Roasted Root Vegetable Pot Pie is comfort food at its best! Carrots, turnips and celery root are roasted, combined with caramelized shallots and fresh herbs, tossed in a creamy Parmesan sauce and then topped with puff pastry.
As a fan of all root vegetables, I love to make my Roasted Root Vegetable Pot Pie on a cold winter night. When prepared properly, root vegetables are delicious — and good for you too!

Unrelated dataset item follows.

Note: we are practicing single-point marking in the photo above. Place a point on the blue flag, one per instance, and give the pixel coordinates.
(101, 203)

In this recipe, roasting enhances the sweetness of the carrots, turnips and celery root. The caramelized root vegetables are then blended with a tangy Parmesan cheese sauce spiked with fresh herbs, and topped off with a layer of puff pastry. Beautiful to look at and satisfying to eat — what more could you ask for? Well, maybe a piece of our Sticky Ginger Cake (page 248 in my cookbook Fresh Tastes) with whipped cream, to finish off the meal.

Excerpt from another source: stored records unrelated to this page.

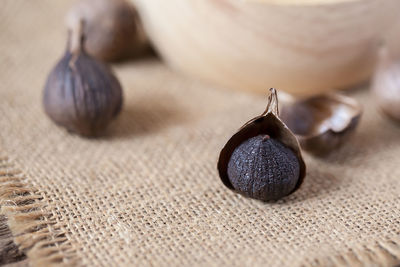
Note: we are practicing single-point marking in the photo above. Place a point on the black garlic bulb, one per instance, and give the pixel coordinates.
(263, 159)
(260, 162)
(113, 29)
(81, 93)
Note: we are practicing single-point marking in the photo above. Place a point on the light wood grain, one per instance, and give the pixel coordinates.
(302, 49)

Roasted Root Vegetable Pot Pie
- Yield: 8 servings 1x
- Category: main dish, comfort food
- 1/2 cup unsalted butter, divided
- 2 medium shallots, halved
- 2 teaspoons sugar
- 2 large carrots, peeled and cut into 1/2-inch square pieces
- 1 turnip, peeled and cut into 1/2– inch square pieces
- 1 celery root, peeled and cut into 1/2-inch square pieces
- Olive oil cooking spray
- 1/3 cup all-purpose flour
- 2 1/2 cups milk (whole, 2 percent or skim)

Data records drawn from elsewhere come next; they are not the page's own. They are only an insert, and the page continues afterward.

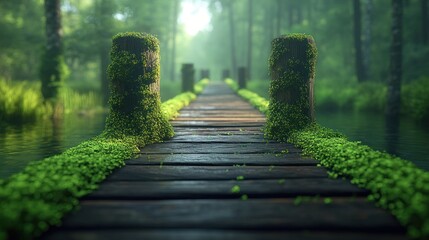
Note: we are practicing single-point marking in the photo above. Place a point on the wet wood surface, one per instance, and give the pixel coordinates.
(218, 178)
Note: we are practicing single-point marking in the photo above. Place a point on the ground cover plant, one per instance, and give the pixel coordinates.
(395, 184)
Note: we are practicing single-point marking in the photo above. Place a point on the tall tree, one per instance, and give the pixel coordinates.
(53, 68)
(232, 38)
(394, 84)
(367, 38)
(250, 36)
(173, 51)
(357, 15)
(104, 11)
(425, 21)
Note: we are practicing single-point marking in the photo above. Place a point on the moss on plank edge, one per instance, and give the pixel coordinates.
(396, 185)
(40, 195)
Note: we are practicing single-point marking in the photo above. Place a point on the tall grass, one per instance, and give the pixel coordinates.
(23, 101)
(362, 97)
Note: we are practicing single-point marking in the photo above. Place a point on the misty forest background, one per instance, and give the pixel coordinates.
(353, 39)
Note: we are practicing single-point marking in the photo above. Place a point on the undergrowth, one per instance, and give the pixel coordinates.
(40, 195)
(395, 184)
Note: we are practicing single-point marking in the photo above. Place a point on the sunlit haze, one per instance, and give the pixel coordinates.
(194, 16)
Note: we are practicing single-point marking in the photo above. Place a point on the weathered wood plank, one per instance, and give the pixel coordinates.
(270, 214)
(198, 234)
(222, 189)
(291, 159)
(228, 148)
(164, 173)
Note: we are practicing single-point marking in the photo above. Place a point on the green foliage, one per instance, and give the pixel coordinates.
(254, 99)
(40, 195)
(292, 66)
(395, 184)
(415, 99)
(134, 73)
(44, 191)
(53, 73)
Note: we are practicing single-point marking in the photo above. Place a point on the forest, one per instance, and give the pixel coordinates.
(202, 114)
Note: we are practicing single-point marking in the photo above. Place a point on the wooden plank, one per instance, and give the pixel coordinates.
(227, 148)
(198, 234)
(248, 138)
(223, 160)
(270, 214)
(127, 190)
(167, 173)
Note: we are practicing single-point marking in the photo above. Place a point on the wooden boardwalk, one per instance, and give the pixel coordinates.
(187, 188)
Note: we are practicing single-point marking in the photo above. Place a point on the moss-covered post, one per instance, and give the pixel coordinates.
(292, 70)
(225, 74)
(242, 77)
(188, 77)
(134, 75)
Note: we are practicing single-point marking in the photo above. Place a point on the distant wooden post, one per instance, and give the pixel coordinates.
(188, 77)
(242, 77)
(225, 74)
(204, 73)
(292, 69)
(134, 75)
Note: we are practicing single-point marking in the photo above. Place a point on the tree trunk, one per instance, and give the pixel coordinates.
(367, 38)
(394, 85)
(52, 64)
(173, 54)
(358, 42)
(279, 17)
(425, 20)
(250, 35)
(232, 39)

- 2/3 to 1 cup (3 to 4 ounces) grated Parmesan cheese
- 2 teaspoons fresh thyme leaves
- 1/3 cup chopped fresh Italian parsley
- Salt, to taste
- Freshly ground black pepper, to taste
- 1 large egg, lightly beaten
- 1 sheet frozen puff pastry, thawed
- Preheat oven to 400 degrees.
- In a large skillet, melt 1/4 cup butter over medium-low heat. Add shallots, cover and cook, stirring occasionally for 15 to 20 minutes or until tender. Increase heat to medium; add sugar and continue cooking, stirring, for 6 to 8 minutes or until caramel-colored. Watch carefully so they don’t burn. Place in a large deep-dish pie pan. Set aside.
- While the shallots are cooking, place the carrots, turnip and celery root in a shallow roasting pan and spray with olive oil; toss. Roast, stirring occasionally, for 30 to 35 minutes or until tender when pierced with a fork. Add to the pie dish with the shallots.
- In a medium saucepan, melt the remaining 4 tablespoons butter over low heat. Whisk in flour and continue cooking for 3 minutes. Gradually whisk in milk. Bring to a slow boil over medium heat, stirring constantly; cook for 6 to 8 minutes or until thickened. Add Parmesan cheese, stirring until melted. Stir in thyme and parsley; season to taste with salt and pepper. Pour into the pie dish and stir well.
- Brush the edges of the pie dish with beaten egg. Cover with the pastry, trimming excess (using scraps to decorate the top, if desired). Push down on the edges to adhere to the pan. Brush top of pastry with egg and cut a slit or two in the center to allow steam to escape. Place on a baking sheet and bake for 25 to 30 minutes or until pastry is golden brown. Cover edges if they start to burn. Remove from oven and cool 5 minutes before serving.
MAKE AHEAD: Pot pie can be assembled (but not baked) earlier in the day, covered and refrigerated. Bring to room temperature before baking.
VARIATION: Add 1 to 1 1/4 cups chopped ham (preferably country ham). Stir in with the thyme and parsley.